ひと皮向けた経験が人を育てる

仕事柄、「人が育たない」、「マネジャーが機能していない」、「できる人に仕事が集中して組織がまわらない」、「効率が悪い」、どうしたらいいかといったご相談をよく受ける。こうした話をよく聞いてみると、いくつかの共通点がある。それは、仕事は、学びの場であることを軽視していることである。70:20:10の法則というのがある。これは、優れたマネジャーの経験を長年調査しているアメリカの研究所の知見から、成人の学びは、70%が仕事経験から、20%が他者を観察したり、アドバイスをもらったりということから、10%が研修や本を読んだりといったことからおこるというものである。つまり、成人は、自分が直接関わった経験や他者を観察したり、研修を受けたりといった間接経験から成長の糧を得ているということである。そして成長の多くは直接の体験によって決まるというのである。

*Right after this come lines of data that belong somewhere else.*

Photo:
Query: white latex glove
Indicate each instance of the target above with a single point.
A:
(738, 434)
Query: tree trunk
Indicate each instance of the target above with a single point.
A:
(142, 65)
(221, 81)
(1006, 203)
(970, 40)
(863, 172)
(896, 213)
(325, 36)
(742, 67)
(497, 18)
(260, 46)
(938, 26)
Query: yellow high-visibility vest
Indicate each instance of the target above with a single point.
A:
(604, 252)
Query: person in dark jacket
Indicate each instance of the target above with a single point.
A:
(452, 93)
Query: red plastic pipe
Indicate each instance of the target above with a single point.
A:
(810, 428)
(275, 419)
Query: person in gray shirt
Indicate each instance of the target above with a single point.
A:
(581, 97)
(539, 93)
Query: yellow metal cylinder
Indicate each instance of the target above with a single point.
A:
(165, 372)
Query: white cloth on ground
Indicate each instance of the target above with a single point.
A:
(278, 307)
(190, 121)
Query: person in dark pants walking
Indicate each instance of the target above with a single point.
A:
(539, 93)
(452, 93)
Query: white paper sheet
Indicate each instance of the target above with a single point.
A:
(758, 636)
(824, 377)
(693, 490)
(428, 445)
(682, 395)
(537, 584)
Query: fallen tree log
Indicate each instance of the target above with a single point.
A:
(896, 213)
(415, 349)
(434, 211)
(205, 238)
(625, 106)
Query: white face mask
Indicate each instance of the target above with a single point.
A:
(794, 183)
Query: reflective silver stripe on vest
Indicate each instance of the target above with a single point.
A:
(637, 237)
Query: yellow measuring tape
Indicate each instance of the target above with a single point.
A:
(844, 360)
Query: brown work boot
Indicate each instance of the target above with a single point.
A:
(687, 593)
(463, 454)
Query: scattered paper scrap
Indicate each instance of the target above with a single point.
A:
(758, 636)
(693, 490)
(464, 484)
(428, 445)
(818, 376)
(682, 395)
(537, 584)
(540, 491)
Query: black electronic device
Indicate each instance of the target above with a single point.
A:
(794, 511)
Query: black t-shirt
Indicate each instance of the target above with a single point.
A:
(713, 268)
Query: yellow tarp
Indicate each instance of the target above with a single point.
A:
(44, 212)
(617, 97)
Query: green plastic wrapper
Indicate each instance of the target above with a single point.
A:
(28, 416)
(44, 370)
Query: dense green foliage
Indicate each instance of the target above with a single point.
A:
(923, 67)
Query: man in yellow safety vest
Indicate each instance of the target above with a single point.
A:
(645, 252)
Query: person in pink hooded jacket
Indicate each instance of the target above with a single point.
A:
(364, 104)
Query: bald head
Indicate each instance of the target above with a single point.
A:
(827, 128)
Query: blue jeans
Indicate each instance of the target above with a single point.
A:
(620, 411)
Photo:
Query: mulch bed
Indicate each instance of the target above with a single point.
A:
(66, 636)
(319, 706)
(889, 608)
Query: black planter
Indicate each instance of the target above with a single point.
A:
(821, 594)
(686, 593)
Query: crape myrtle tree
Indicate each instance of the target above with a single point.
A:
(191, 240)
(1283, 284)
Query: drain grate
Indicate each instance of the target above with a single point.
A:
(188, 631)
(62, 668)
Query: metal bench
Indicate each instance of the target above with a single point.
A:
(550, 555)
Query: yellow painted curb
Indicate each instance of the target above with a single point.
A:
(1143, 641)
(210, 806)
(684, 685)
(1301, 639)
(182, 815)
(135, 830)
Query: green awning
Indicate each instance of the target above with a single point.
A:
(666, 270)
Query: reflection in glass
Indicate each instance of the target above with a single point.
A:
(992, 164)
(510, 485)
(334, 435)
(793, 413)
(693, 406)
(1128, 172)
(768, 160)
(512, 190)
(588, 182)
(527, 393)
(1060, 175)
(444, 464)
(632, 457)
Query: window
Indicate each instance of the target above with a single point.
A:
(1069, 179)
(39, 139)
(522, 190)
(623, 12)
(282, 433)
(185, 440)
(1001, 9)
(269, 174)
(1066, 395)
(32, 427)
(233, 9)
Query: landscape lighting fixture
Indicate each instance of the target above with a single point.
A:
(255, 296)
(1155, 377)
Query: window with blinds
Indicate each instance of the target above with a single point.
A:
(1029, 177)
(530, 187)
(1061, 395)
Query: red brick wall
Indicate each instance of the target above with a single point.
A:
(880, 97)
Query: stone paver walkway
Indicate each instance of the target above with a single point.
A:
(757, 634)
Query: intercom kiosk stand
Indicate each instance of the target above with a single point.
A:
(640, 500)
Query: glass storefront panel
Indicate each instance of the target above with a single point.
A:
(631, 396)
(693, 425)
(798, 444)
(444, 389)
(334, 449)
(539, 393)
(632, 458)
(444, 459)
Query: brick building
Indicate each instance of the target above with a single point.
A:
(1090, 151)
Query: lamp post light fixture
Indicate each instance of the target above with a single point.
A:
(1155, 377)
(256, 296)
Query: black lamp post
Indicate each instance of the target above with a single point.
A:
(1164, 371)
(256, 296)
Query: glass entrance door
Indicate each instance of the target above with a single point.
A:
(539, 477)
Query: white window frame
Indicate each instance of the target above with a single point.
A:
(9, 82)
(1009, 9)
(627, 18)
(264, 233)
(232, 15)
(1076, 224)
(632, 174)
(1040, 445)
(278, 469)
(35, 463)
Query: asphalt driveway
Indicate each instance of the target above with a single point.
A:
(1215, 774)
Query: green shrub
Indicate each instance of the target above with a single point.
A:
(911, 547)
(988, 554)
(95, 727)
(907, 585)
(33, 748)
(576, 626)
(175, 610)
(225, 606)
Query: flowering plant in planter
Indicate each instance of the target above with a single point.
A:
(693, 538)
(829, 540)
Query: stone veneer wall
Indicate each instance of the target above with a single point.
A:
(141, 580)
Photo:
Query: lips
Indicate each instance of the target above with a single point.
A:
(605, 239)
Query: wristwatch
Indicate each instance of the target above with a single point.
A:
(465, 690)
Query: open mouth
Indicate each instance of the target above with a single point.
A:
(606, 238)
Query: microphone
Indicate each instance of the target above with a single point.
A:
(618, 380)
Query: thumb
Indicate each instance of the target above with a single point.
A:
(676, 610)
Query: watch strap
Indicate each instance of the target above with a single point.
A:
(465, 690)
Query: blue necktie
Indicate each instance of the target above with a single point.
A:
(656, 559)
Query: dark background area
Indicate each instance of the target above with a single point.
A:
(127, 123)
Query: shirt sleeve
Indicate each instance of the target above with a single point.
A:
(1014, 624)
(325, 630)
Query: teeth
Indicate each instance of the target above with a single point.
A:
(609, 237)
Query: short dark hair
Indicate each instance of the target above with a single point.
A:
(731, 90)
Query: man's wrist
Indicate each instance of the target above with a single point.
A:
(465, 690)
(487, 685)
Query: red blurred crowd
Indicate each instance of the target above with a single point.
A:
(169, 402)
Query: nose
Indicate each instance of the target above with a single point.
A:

神戸大学の金井教授は、個人が大きく成長するきっかけとなった経験を「ひと皮向けた経験」と呼んでいる。金井の研究によれば、日米のマネジャーが大きく成長する経験には以下のようなものがあるという。

・初期の仕事経験

・人事異動に伴う不慣れな仕事

・はじめての管理職

・海外勤務経験

・ゼロからスタートした経験

・事業の建て直し、立ち上げ

・ビジネスの失敗、キャリア上の挫折、難易度の高い職務、過重な職務

・幅広いビジネスの管理

・上司から学んだ経験

・できない部下、扱いにくい上司

こうした経験を見ていくと、自分が慣れ親しんだ仕事や、自分ができることばかりを繰り返しても成長は期待できないことがわかる。逆に言えば、こうした経験の場をいかに提供していくかが人材育成の鍵を握るということである。仕事の与え方こそ人材育成の要諦なのである。仕事こそ人を育てる教材であり、場であることを認識することから全ては始まるのではないだろうか。そして、意図的にこうした仕事を提供していくことが今、難しくなってきているだけに一層重要になってきているように思われる。